Venice Bridges: 3. Ponte degli Scalzi


The third bridge to be built over the Grand Canal in Venice was an iron truss structure built near the Venice railway station in 1857. As with the truss structure of the same vintage at Ponte dell'Accademia, it was replaced in the early 1930s with a new arched bridge, the Ponte degli Scalzi ("bridge of the barefoot").

The new structure was built between 1932 and 1934 to a design by Eugenio Miozzi. It is a stone arch span of 40m, rising 6.75m. The bridge is only 0.8m thick at its crown, which is remarkable slender for the type and age of the bridge. Stone was chosen instead of reinforced concrete to avoid future corrosion problems. The construction cost 2.55m lira.

Miozzi adopted an unusual technique in construction of the arch, which he called the "compensatory systematic lesion" method. This involved leaving open joints at the crown and springing, which would close as the bridge's formwork was removed. This ensured that in the dead load condition, the arch was subject to minimal bending effects, greatly reducing the adverse stresses in the stonework.
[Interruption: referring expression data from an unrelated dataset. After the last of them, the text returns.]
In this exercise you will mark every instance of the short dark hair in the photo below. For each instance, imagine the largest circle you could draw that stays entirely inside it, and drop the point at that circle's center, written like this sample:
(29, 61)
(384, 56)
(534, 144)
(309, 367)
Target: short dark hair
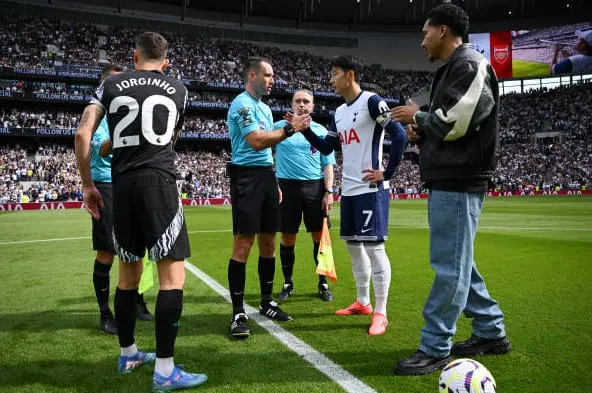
(109, 69)
(348, 63)
(452, 16)
(252, 64)
(152, 46)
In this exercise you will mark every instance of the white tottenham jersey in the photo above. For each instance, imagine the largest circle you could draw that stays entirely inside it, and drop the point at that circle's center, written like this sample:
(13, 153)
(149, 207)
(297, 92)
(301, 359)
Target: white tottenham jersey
(360, 128)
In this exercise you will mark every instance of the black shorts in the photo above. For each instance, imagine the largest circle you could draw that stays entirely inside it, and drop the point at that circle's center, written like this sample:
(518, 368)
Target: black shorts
(255, 200)
(148, 214)
(103, 228)
(302, 198)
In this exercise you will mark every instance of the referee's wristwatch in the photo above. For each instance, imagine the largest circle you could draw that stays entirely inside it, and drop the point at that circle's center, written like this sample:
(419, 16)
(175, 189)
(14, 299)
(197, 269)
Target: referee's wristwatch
(288, 130)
As with all Venetian arches, containment of the arch thrusts is the key engineering problem, and the bridge is supported on 0.3m diameter concrete piles, both vertical and inclined, along with timber piles. These were tested with horizontal loads prior to construction of the arch.

Today, the bridge may appear at first sight the least distinguished of the four bridges over the Grand Canal. There are, after all, roughly 300 arch bridges in Venice, most of them in stone. However, its attraction is in its simple elegance, especially its slenderness at midspan. It's both beautiful and durable, an illustration that older technologies are often still of great value.